When it got really hot, I would jump out of my rowboat to swim and make friends and play games with water muskrats. "Whose head will bob up first and where?"
Late afternoons would find me planting notes for my baby brother who could read leading him on treasure hunts the next day to find treats at least a mile away. I never would have done that with my own children. I did, but in a backyard, not a mile away. The treats were never from me, but some magical
childhood something.
On the way back, I would breeze past the poison sumac, down a hill, through a wildflower filled meadow, then up a hill to an open deserted, creepy log cabin that I sometimes dared to explore only inch by inch. A bed with a bare mattress, rainwatered old books, pots left on the stove....
That was in the 60's and 70's.
It is now 2010. My father kind of got lost last night. We put out an "all points bulletin," for him. I called the town hall in Groton to see if there was any kind of a meeting concerning the property left that my father and siblings want to sell. There was. The police in Groton looked for him He never arrived. I called the dispatcher back at midnight and told her that if he was lost he might end up somewhere familiar. I did not remember the name of the road leading to Lake Massapoag, but I told her that at the first left there used to be a huge stone with Baker's Cove written on it. This led to the railroad track and you could either take your first right or your second right to go down to the lake where there used to be two cottages built by my grandfather and his sons. They have since been destroyed and there is a huge house way up on a hill. She told me that that railroad track has since been paved all the way to the town of Westford. I hope they did not pave over the Lady Slippers.Young boys will no longer find delight in digging up ancient arrowheadsfrom Indians who owned this land by birth.
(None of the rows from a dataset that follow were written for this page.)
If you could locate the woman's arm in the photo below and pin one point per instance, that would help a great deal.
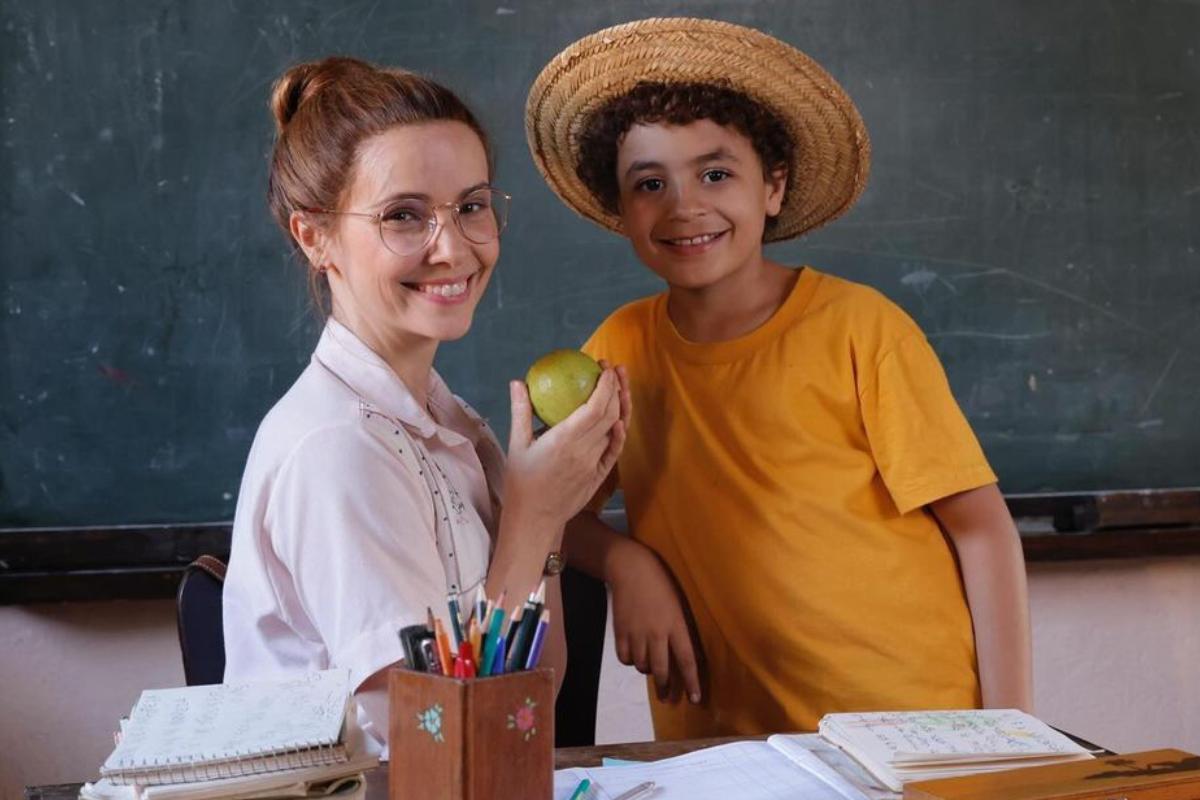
(546, 481)
(993, 565)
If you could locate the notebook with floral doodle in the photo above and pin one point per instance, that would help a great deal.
(204, 733)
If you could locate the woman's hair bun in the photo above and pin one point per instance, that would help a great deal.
(300, 83)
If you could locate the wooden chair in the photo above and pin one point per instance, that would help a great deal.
(585, 611)
(198, 615)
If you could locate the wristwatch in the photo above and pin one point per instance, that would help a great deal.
(555, 564)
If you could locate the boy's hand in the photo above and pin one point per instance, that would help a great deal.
(649, 624)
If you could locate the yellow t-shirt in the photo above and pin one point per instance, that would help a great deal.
(783, 477)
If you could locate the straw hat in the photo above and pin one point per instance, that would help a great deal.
(833, 152)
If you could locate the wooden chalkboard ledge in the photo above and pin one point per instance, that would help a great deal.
(147, 561)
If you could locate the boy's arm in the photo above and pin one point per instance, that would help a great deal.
(993, 564)
(648, 619)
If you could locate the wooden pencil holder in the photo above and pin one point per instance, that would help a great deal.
(474, 739)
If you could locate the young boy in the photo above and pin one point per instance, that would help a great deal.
(813, 519)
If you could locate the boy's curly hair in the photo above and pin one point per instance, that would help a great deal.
(675, 103)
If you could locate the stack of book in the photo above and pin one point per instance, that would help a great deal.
(288, 738)
(903, 746)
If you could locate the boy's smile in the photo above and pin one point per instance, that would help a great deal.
(694, 202)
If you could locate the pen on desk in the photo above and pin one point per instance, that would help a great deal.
(581, 789)
(444, 654)
(475, 635)
(498, 659)
(480, 605)
(637, 792)
(467, 659)
(514, 627)
(493, 635)
(520, 643)
(455, 619)
(539, 638)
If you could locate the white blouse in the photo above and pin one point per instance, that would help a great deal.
(358, 510)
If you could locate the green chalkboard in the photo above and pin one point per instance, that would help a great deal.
(1035, 203)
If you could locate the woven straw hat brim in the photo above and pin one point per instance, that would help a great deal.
(833, 152)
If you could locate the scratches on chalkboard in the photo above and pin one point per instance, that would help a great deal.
(989, 335)
(1158, 384)
(993, 269)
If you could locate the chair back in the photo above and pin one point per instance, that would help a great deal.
(201, 632)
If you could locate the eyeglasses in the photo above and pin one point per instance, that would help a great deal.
(409, 224)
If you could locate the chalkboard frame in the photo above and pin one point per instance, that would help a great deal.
(40, 565)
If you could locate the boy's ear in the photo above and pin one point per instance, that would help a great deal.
(775, 187)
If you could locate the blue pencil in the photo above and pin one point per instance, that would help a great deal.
(455, 621)
(495, 635)
(498, 661)
(539, 638)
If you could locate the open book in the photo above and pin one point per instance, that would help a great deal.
(785, 765)
(288, 737)
(903, 746)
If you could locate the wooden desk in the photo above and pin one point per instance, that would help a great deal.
(564, 758)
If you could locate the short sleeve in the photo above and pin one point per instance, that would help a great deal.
(354, 529)
(921, 440)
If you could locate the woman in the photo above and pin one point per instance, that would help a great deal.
(371, 492)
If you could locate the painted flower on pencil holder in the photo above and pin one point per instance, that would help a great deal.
(523, 720)
(430, 720)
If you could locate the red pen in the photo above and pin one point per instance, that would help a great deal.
(467, 659)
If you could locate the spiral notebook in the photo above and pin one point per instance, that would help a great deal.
(204, 733)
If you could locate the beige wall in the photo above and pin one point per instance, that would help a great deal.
(1116, 648)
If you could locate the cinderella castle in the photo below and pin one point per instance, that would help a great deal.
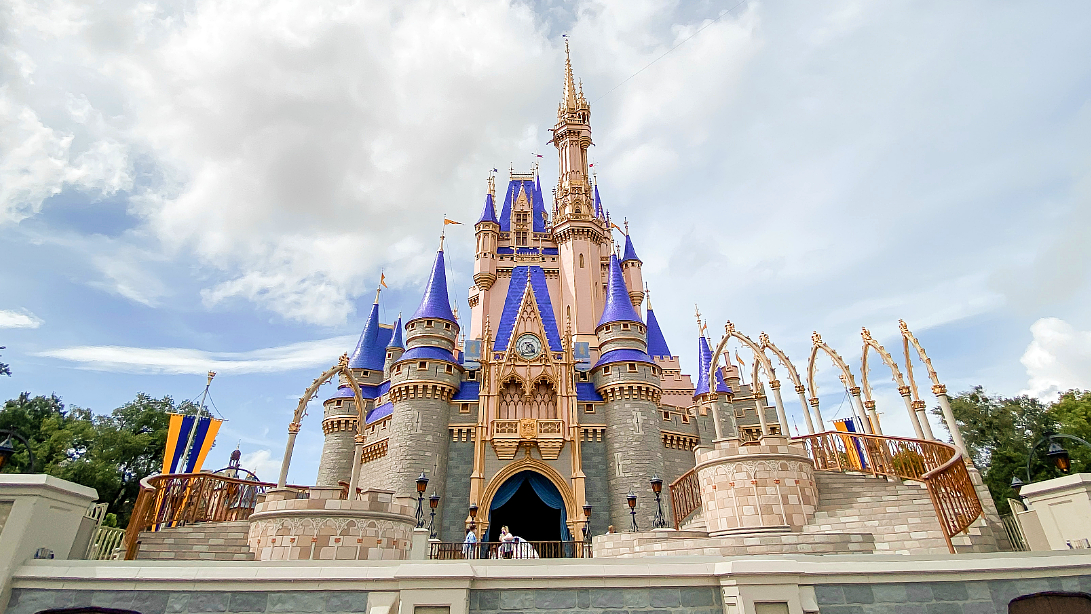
(564, 393)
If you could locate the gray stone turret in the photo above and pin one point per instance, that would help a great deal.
(627, 380)
(422, 382)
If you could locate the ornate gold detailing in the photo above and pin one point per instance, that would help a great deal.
(679, 441)
(507, 435)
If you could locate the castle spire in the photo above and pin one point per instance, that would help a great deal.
(619, 307)
(435, 303)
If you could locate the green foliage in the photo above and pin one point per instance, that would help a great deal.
(107, 453)
(999, 433)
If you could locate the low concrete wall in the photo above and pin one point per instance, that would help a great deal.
(972, 584)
When most of this property was bought, the owner did not like coming out of the pond  covered with silt from mud. So he excavated all of the mud, tore out the lily pads and replaced two ponds with white sand. I wonder where the sunturtles sunbathe left, without lily pads. Where do the catfish sleep during the day without mud? Where do the frogs hide?


Back in Vermont, living in a basement dorm, I received a letter under my door on old-fashioned yellow legal paper which I was familar with because my father is a lawyer. It was from the peeping Tom I did not know I had.
Middlebury, in 1979 had this bright idea. They moved me to an all male dorm. I was flanked on my left by four, on my right by four and across the hall by four.Never mind the rest of the hall.
My first problem was where  to take a shower. I went up one floor , then two, then three, then four only to find a long line of girls waiting. Gave up. The solution became clear. Take your shower at high noon when all the guys are stuffing their faces in the male shower- 2 steps away.
Oh, the things I learned that I never would have known. You guys woke me up with your comings and goings and your male banter every Friday and Saturday night. Or should we say every early Saturday and Sunday morning? I stuffed a pillow into my mouth so you would not hear me dying of laughter.
P.S.
I have kept your secrets for more than 30 years and always will.